When I was about ten, a friend of mine asked me why Jesus died on the cross. I repeated the answer I had heard countless times, "Jesus died on the cross for our sins."
She heaved an exasperated sigh. "I know that's what the answer's supposed to be, but what does that mean?"
Her question stumped me, because to be honest, I didn't really know. But I didn't want to admit that to her. "You know," I bluffed. "He died for us. For the forgiveness of sins."
The thing is, both of us had grown up in church. Both of us had heard the gospel countless times. But we couldn't explain it at all—other than parroting back an answer we didn't understand.
I continued like that for quite awhile. While I did start to understand that Christ's death was a punishment that I deserved, I didn't let that truth change my life. If I ever felt convicted for my sinfulness, I took a quick tally of "good" things I had done. Like many people, I hoped that the good would somehow outweigh the bad. Like a lot of teenagers, I believed it would be easier not to sin when I grew up. And if I did meet some tragic fate, I also hoped I would have time to ask forgiveness before I breathed my last. Just in case.
And then in college, things quit working for me. It seems absurd to type the things that were going wrong at the time, but for my relatively charmed life, they seemed big. The boy I liked transferred schools and forgot about me before the college had faded in his rearview mirror. A fraternity picked my closest friends as their sweethearts but didn't pick me. Even then I knew that these things weren't real tragedies, but I no longer had anything to distract myself from the facts: I was a sinner, and I couldn't seem to fix it.
One Sunday in the midst of this dull, gray semester, I went to church. I didn't see much point in it, but I was a nice girl, and that's what nice girls did. And sometime during the sermon, I got it. I realized that if I could stop sinning on my own, then Jesus wouldn't have had to die. I understood for the first time the meaning of a word I had known and sung about my whole life: grace.
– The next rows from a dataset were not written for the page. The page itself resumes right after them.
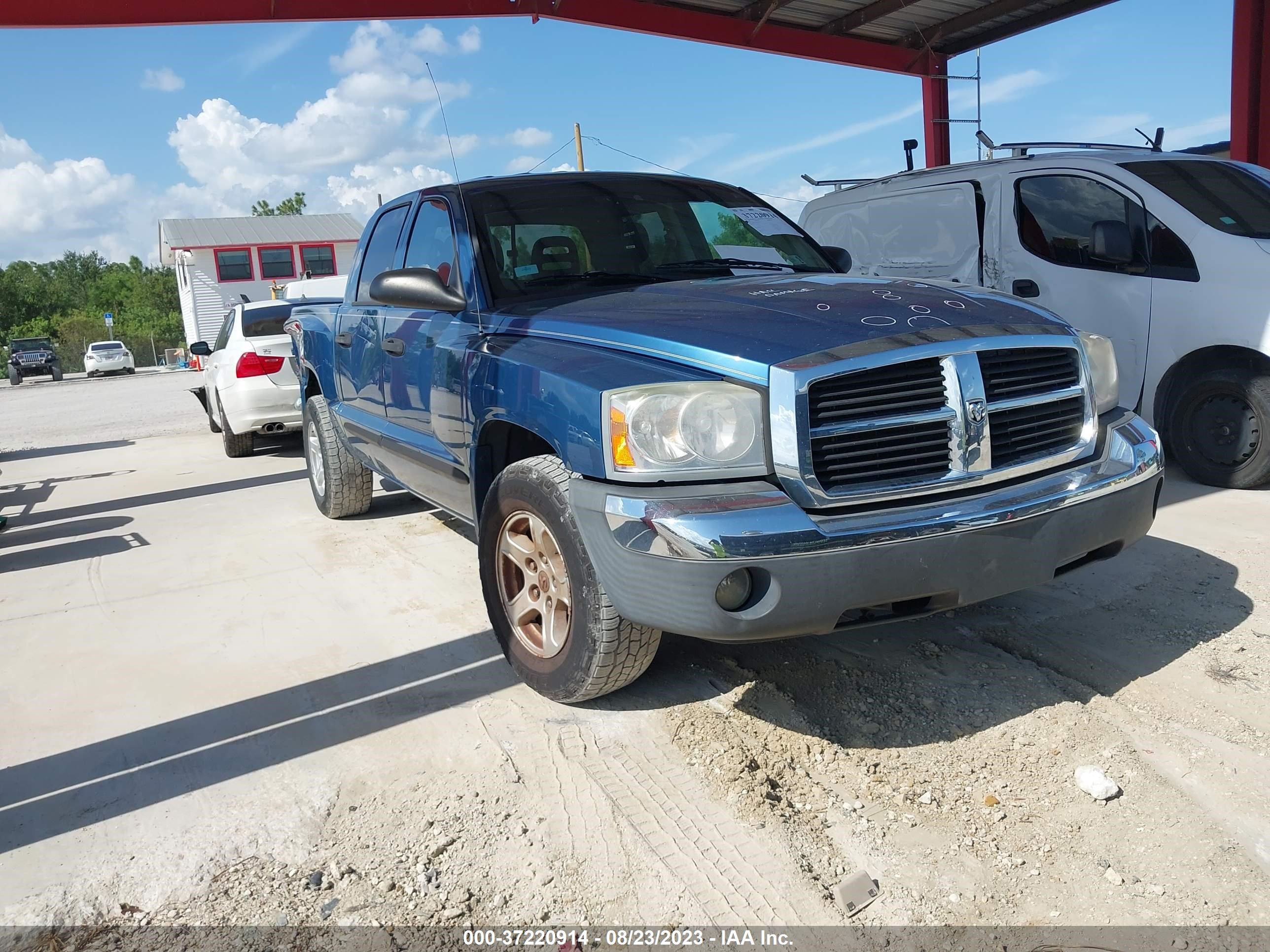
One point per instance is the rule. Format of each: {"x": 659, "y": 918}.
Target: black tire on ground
{"x": 602, "y": 651}
{"x": 1218, "y": 428}
{"x": 343, "y": 485}
{"x": 237, "y": 444}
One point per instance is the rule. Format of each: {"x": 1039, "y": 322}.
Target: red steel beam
{"x": 935, "y": 113}
{"x": 635, "y": 16}
{"x": 1250, "y": 83}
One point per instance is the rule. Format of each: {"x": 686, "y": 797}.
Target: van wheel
{"x": 557, "y": 626}
{"x": 237, "y": 444}
{"x": 341, "y": 484}
{"x": 1220, "y": 428}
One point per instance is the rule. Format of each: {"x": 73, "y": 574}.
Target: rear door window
{"x": 380, "y": 250}
{"x": 265, "y": 322}
{"x": 1220, "y": 195}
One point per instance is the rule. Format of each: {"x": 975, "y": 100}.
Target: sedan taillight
{"x": 252, "y": 365}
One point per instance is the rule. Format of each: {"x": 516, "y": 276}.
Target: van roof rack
{"x": 1019, "y": 150}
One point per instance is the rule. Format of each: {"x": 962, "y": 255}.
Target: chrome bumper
{"x": 755, "y": 521}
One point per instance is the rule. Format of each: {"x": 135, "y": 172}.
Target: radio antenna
{"x": 454, "y": 162}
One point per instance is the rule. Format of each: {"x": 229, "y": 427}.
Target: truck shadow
{"x": 83, "y": 786}
{"x": 935, "y": 680}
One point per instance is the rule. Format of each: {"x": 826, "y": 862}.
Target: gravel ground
{"x": 741, "y": 785}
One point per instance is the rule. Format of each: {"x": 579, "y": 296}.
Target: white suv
{"x": 1165, "y": 253}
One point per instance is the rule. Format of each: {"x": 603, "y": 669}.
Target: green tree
{"x": 287, "y": 206}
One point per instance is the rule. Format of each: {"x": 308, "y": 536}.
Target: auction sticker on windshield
{"x": 765, "y": 221}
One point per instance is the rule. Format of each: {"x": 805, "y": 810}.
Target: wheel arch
{"x": 1198, "y": 362}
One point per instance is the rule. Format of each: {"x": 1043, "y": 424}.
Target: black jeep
{"x": 31, "y": 357}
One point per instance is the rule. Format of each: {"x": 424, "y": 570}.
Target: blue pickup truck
{"x": 665, "y": 408}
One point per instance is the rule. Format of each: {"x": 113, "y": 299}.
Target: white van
{"x": 1167, "y": 254}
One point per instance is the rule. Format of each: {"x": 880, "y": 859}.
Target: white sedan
{"x": 108, "y": 357}
{"x": 248, "y": 380}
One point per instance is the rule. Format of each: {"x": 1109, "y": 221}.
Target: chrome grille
{"x": 915, "y": 386}
{"x": 1033, "y": 431}
{"x": 929, "y": 418}
{"x": 906, "y": 452}
{"x": 1028, "y": 371}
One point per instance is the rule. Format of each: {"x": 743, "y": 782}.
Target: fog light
{"x": 735, "y": 591}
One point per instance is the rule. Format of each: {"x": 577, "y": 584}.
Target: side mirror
{"x": 839, "y": 257}
{"x": 421, "y": 289}
{"x": 1110, "y": 243}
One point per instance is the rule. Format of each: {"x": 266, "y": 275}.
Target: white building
{"x": 220, "y": 261}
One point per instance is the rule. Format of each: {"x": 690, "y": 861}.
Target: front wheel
{"x": 341, "y": 484}
{"x": 553, "y": 618}
{"x": 1220, "y": 428}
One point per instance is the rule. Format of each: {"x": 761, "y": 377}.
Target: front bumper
{"x": 661, "y": 552}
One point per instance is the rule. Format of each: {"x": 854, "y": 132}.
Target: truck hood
{"x": 743, "y": 325}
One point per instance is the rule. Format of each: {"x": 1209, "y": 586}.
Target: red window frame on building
{"x": 216, "y": 258}
{"x": 259, "y": 257}
{"x": 334, "y": 265}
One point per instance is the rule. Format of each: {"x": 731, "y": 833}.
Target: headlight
{"x": 1103, "y": 373}
{"x": 680, "y": 431}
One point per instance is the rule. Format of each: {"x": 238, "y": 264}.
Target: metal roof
{"x": 258, "y": 230}
{"x": 947, "y": 27}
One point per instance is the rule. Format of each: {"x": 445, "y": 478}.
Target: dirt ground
{"x": 728, "y": 786}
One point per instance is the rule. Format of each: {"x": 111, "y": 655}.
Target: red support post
{"x": 935, "y": 112}
{"x": 1250, "y": 83}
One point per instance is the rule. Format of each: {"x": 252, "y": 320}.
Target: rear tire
{"x": 237, "y": 444}
{"x": 342, "y": 485}
{"x": 601, "y": 651}
{"x": 1220, "y": 428}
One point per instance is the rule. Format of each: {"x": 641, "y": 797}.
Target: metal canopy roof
{"x": 948, "y": 27}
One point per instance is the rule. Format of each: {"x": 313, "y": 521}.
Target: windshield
{"x": 27, "y": 344}
{"x": 1220, "y": 195}
{"x": 543, "y": 235}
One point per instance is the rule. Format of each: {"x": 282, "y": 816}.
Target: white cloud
{"x": 523, "y": 163}
{"x": 856, "y": 129}
{"x": 529, "y": 137}
{"x": 1198, "y": 134}
{"x": 362, "y": 188}
{"x": 162, "y": 79}
{"x": 263, "y": 54}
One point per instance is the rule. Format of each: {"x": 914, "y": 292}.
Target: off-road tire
{"x": 237, "y": 444}
{"x": 350, "y": 484}
{"x": 603, "y": 651}
{"x": 1238, "y": 384}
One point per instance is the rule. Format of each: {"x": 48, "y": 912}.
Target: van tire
{"x": 347, "y": 484}
{"x": 602, "y": 651}
{"x": 1200, "y": 419}
{"x": 237, "y": 444}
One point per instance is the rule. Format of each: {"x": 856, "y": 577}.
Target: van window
{"x": 380, "y": 249}
{"x": 1170, "y": 258}
{"x": 1222, "y": 196}
{"x": 1057, "y": 215}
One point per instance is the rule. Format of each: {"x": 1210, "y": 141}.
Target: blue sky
{"x": 103, "y": 131}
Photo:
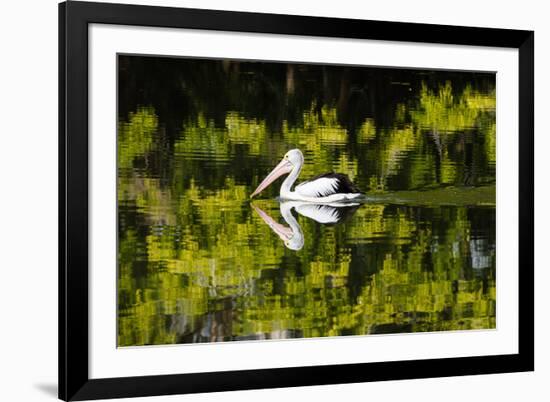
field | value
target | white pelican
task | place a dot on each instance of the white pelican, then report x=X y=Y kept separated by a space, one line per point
x=325 y=188
x=292 y=235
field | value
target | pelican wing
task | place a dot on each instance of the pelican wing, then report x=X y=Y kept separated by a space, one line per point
x=327 y=184
x=320 y=213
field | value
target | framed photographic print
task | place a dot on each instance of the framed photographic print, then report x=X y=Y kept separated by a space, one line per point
x=257 y=200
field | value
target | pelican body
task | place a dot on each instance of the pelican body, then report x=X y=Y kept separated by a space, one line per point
x=324 y=213
x=325 y=188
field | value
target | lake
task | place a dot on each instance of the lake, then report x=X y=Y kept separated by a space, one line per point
x=200 y=261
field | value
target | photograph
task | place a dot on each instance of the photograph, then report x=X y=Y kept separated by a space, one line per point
x=270 y=200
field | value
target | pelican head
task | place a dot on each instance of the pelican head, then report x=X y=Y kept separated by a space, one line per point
x=291 y=162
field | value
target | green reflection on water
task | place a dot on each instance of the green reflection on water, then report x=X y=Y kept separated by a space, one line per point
x=197 y=263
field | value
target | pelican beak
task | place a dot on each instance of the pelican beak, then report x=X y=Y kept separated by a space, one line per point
x=284 y=167
x=284 y=232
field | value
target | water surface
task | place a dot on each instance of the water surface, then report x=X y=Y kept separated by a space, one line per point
x=198 y=261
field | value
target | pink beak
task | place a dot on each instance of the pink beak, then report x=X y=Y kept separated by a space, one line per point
x=284 y=167
x=284 y=232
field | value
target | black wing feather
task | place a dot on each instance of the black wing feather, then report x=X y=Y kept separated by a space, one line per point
x=345 y=185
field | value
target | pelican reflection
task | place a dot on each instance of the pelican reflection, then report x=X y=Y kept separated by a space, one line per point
x=292 y=235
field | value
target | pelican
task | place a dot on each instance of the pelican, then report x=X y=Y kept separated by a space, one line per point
x=292 y=235
x=325 y=188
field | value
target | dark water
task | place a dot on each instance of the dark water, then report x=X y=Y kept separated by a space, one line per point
x=200 y=262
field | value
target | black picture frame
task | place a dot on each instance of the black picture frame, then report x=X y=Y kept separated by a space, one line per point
x=74 y=381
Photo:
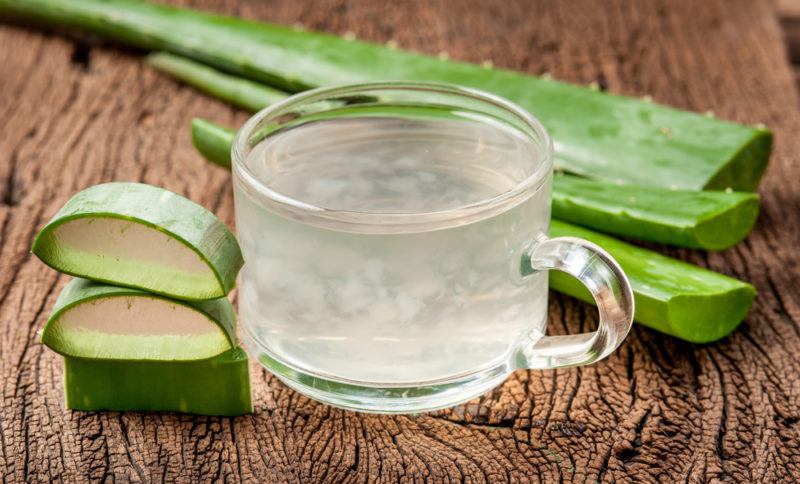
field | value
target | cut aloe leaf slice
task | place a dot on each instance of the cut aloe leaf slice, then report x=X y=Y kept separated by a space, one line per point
x=98 y=321
x=217 y=386
x=141 y=236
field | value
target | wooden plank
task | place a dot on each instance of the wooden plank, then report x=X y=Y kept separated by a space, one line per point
x=789 y=15
x=658 y=409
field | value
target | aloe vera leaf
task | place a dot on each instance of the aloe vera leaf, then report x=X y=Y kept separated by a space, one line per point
x=212 y=141
x=597 y=135
x=141 y=236
x=216 y=386
x=671 y=296
x=100 y=321
x=234 y=90
x=709 y=220
x=705 y=220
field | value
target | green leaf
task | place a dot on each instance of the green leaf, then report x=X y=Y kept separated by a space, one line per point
x=671 y=296
x=597 y=135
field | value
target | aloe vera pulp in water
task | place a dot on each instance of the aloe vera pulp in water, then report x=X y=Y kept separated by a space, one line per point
x=411 y=284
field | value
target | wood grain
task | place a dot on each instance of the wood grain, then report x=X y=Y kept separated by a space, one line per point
x=659 y=409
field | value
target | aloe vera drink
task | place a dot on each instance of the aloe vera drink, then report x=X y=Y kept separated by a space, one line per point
x=422 y=293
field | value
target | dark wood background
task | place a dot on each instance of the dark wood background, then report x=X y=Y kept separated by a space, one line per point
x=659 y=409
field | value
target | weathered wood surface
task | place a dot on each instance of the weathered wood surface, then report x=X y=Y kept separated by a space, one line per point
x=658 y=409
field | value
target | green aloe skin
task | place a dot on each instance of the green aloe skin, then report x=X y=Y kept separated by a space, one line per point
x=215 y=386
x=672 y=296
x=597 y=135
x=184 y=221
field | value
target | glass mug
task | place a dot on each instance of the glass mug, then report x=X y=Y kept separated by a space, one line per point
x=396 y=256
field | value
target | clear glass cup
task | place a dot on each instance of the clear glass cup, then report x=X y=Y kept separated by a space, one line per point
x=396 y=249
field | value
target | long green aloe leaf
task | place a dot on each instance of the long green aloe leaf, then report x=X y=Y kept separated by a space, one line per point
x=234 y=90
x=705 y=220
x=216 y=386
x=598 y=135
x=672 y=296
x=709 y=220
x=141 y=236
x=103 y=322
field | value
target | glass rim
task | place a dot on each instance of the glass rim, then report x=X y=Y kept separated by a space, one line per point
x=472 y=211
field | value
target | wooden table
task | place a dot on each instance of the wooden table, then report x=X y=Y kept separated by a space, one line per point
x=658 y=409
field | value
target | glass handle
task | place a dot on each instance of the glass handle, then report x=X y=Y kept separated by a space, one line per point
x=606 y=282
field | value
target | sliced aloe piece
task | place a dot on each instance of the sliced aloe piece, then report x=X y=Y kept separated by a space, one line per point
x=672 y=296
x=141 y=236
x=217 y=386
x=98 y=321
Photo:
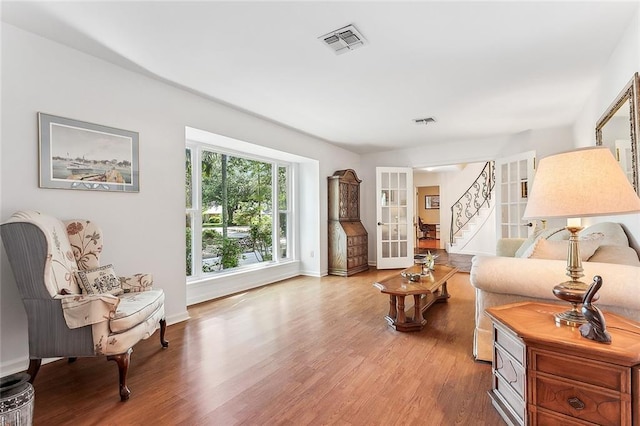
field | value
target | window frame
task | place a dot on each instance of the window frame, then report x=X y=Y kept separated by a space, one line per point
x=197 y=149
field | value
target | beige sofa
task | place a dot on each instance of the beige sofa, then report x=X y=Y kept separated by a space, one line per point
x=504 y=278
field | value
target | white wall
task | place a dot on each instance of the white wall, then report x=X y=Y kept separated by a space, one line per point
x=144 y=232
x=620 y=68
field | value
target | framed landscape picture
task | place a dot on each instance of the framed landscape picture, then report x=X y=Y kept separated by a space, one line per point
x=432 y=202
x=79 y=155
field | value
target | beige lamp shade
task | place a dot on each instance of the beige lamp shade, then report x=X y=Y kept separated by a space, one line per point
x=581 y=183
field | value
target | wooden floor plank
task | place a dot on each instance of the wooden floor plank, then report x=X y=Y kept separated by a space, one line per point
x=303 y=351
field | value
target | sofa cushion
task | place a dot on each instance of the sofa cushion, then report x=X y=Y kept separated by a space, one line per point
x=135 y=308
x=99 y=280
x=535 y=236
x=614 y=235
x=558 y=250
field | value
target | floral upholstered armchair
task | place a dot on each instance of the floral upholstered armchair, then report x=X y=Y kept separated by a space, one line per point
x=75 y=307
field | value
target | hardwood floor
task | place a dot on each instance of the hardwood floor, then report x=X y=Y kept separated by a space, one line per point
x=306 y=351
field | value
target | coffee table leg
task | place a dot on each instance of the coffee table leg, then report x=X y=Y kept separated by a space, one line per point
x=443 y=292
x=392 y=306
x=417 y=312
x=401 y=318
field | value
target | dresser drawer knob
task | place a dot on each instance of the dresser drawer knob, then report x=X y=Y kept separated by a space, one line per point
x=576 y=403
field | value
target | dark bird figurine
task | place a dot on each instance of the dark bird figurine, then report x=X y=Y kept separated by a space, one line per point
x=595 y=328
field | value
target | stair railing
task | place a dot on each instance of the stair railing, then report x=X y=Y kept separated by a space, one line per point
x=474 y=198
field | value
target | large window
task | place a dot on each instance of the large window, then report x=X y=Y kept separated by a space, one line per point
x=237 y=211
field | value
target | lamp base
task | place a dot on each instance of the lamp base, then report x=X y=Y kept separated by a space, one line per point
x=572 y=292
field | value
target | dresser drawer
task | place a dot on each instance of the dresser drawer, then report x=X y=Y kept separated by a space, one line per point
x=510 y=370
x=510 y=343
x=541 y=417
x=510 y=398
x=597 y=373
x=579 y=400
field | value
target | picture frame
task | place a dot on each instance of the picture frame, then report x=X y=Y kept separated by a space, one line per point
x=431 y=201
x=79 y=155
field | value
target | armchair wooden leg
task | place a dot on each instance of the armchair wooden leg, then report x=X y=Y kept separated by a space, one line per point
x=34 y=367
x=123 y=367
x=163 y=328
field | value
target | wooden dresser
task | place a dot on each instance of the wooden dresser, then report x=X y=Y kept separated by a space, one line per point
x=348 y=242
x=549 y=375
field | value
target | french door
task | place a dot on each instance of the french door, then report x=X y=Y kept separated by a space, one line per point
x=514 y=178
x=394 y=214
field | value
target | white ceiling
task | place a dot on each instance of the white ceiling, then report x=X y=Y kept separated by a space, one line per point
x=481 y=69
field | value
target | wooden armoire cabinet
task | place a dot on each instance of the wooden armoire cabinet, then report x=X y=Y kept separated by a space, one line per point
x=348 y=243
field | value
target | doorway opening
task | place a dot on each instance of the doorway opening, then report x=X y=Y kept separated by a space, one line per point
x=428 y=217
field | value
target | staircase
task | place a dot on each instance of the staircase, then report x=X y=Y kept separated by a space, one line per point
x=472 y=210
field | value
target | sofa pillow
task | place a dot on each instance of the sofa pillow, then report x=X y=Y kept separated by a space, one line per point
x=558 y=250
x=99 y=281
x=531 y=240
x=615 y=254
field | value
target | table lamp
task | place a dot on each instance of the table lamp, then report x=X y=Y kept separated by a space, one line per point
x=575 y=184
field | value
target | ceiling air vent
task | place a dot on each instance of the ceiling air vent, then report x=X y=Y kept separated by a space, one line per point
x=344 y=39
x=424 y=120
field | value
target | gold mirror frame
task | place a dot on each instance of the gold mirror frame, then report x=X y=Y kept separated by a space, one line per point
x=629 y=97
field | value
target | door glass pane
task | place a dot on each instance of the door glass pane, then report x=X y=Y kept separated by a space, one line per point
x=504 y=216
x=402 y=216
x=403 y=197
x=513 y=191
x=384 y=178
x=522 y=165
x=393 y=180
x=385 y=215
x=384 y=198
x=393 y=200
x=403 y=181
x=403 y=232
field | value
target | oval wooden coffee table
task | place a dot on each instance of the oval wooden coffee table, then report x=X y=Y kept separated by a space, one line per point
x=431 y=288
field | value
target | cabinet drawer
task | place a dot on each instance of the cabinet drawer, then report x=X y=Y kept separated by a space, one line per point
x=579 y=400
x=508 y=368
x=542 y=417
x=512 y=401
x=511 y=344
x=584 y=370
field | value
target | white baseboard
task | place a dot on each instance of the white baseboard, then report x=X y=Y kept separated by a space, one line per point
x=174 y=319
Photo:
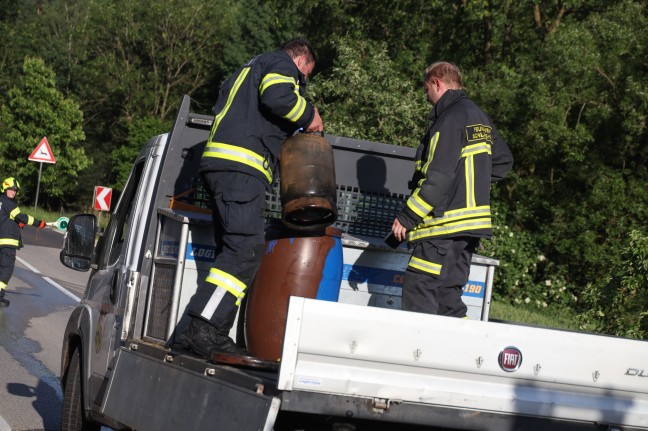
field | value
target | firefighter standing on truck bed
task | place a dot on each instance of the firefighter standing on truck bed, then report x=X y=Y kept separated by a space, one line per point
x=11 y=221
x=449 y=208
x=258 y=107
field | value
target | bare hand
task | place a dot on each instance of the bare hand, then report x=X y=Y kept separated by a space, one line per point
x=400 y=232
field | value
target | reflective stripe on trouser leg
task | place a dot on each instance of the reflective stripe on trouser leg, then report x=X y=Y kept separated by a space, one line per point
x=7 y=264
x=238 y=201
x=426 y=292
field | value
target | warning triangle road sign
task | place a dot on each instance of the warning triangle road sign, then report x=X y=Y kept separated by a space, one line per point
x=42 y=153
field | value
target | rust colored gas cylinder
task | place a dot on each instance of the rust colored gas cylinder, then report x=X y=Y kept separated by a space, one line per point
x=295 y=263
x=307 y=187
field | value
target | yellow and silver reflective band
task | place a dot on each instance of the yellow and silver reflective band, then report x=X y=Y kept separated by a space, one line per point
x=425 y=266
x=456 y=215
x=449 y=228
x=228 y=282
x=298 y=110
x=225 y=283
x=469 y=166
x=471 y=150
x=238 y=154
x=230 y=99
x=274 y=78
x=433 y=141
x=9 y=241
x=418 y=205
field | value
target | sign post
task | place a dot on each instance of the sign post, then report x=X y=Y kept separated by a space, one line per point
x=43 y=154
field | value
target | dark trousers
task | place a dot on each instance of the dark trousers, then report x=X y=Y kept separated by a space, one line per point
x=7 y=265
x=238 y=203
x=436 y=275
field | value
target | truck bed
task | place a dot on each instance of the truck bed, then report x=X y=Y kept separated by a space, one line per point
x=460 y=365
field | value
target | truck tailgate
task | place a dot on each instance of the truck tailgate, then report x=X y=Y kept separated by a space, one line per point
x=487 y=367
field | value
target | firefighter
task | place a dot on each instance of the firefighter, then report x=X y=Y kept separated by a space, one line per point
x=257 y=108
x=448 y=210
x=11 y=221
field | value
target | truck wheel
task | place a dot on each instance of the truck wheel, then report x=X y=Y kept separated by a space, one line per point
x=73 y=417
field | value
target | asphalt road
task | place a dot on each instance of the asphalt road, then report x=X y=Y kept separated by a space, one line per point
x=42 y=293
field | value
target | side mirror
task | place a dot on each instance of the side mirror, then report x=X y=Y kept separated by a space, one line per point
x=79 y=242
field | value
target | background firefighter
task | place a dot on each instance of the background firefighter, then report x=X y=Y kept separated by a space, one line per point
x=11 y=221
x=448 y=211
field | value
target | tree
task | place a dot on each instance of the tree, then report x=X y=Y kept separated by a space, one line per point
x=36 y=109
x=365 y=96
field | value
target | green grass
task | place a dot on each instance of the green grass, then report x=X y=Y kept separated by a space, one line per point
x=552 y=318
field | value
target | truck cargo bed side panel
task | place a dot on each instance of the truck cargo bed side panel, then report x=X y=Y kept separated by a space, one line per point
x=149 y=394
x=412 y=357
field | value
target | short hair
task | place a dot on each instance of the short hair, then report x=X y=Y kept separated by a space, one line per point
x=446 y=72
x=297 y=47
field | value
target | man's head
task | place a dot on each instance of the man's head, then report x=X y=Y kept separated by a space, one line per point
x=439 y=77
x=302 y=54
x=10 y=186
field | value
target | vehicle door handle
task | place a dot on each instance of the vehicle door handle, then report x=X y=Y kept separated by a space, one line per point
x=113 y=287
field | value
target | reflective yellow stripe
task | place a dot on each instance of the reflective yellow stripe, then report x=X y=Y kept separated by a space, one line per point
x=471 y=150
x=449 y=228
x=275 y=78
x=418 y=205
x=425 y=266
x=238 y=154
x=469 y=168
x=458 y=214
x=433 y=141
x=230 y=99
x=298 y=110
x=228 y=282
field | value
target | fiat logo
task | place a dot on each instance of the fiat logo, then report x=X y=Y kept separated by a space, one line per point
x=510 y=359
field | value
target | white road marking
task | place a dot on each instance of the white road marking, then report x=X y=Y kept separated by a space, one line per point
x=50 y=281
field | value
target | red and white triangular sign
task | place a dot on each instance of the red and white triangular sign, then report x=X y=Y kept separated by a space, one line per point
x=42 y=153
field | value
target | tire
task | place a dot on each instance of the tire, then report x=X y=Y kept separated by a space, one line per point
x=72 y=416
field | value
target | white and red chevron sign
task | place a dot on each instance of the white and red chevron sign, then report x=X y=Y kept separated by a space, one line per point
x=102 y=198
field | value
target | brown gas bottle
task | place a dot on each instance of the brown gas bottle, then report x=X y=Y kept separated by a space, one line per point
x=307 y=187
x=295 y=263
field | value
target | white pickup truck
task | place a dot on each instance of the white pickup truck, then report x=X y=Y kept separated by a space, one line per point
x=359 y=363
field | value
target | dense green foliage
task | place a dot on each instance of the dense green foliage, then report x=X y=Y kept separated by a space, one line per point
x=564 y=80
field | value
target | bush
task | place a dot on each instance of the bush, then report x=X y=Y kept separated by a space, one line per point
x=621 y=308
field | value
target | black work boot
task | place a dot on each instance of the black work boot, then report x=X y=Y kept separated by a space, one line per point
x=4 y=302
x=204 y=339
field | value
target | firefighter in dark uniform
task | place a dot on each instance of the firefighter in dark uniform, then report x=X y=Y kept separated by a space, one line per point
x=258 y=107
x=11 y=221
x=448 y=211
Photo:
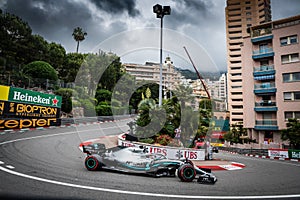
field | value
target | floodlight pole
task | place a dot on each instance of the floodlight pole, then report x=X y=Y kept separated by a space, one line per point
x=160 y=12
x=160 y=63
It's common for people like me to assume that the first time we accepted the gospel was the first time we heard it. But I know better. I was no doubt told the gospel hundreds and hundreds of times. I even remember thinking that it couldn't really be that easy. Surely there's something that I need to do. But no, I just needed to accept the gift.
Now I teach the youth at my church. Every now and then I'll ask them questions. How many of you think it will be easier to stop sinning when you're an adult? How many are worried that you'll die before you get a chance to ask God to forgive you? How many of you try to remind yourself of good things you've done when you feel bad about the bad things you've done? Sometimes a brave soul will even raise her hand.
But always, every chance I get, I tell them. I tell them that yes, they are sinners and they can't fix it. There is a solution, though. It's Jesus. He lived the life they should have lived and died the death they should have died. But he gives grace. It's a free gift that they just need to accept.
Some of them accepted this truth long ago. I rejoice for them, and remind them of the gospel they still need to hear. Some of them probably don't get it. Some of them might decide someday that they were never told. But sometimes, a hurt, humbled heart will be sitting in front of me, and they will be ready to hear why what they're doing isn't working. And since I don't know when that day will be, I tell them every chance I get.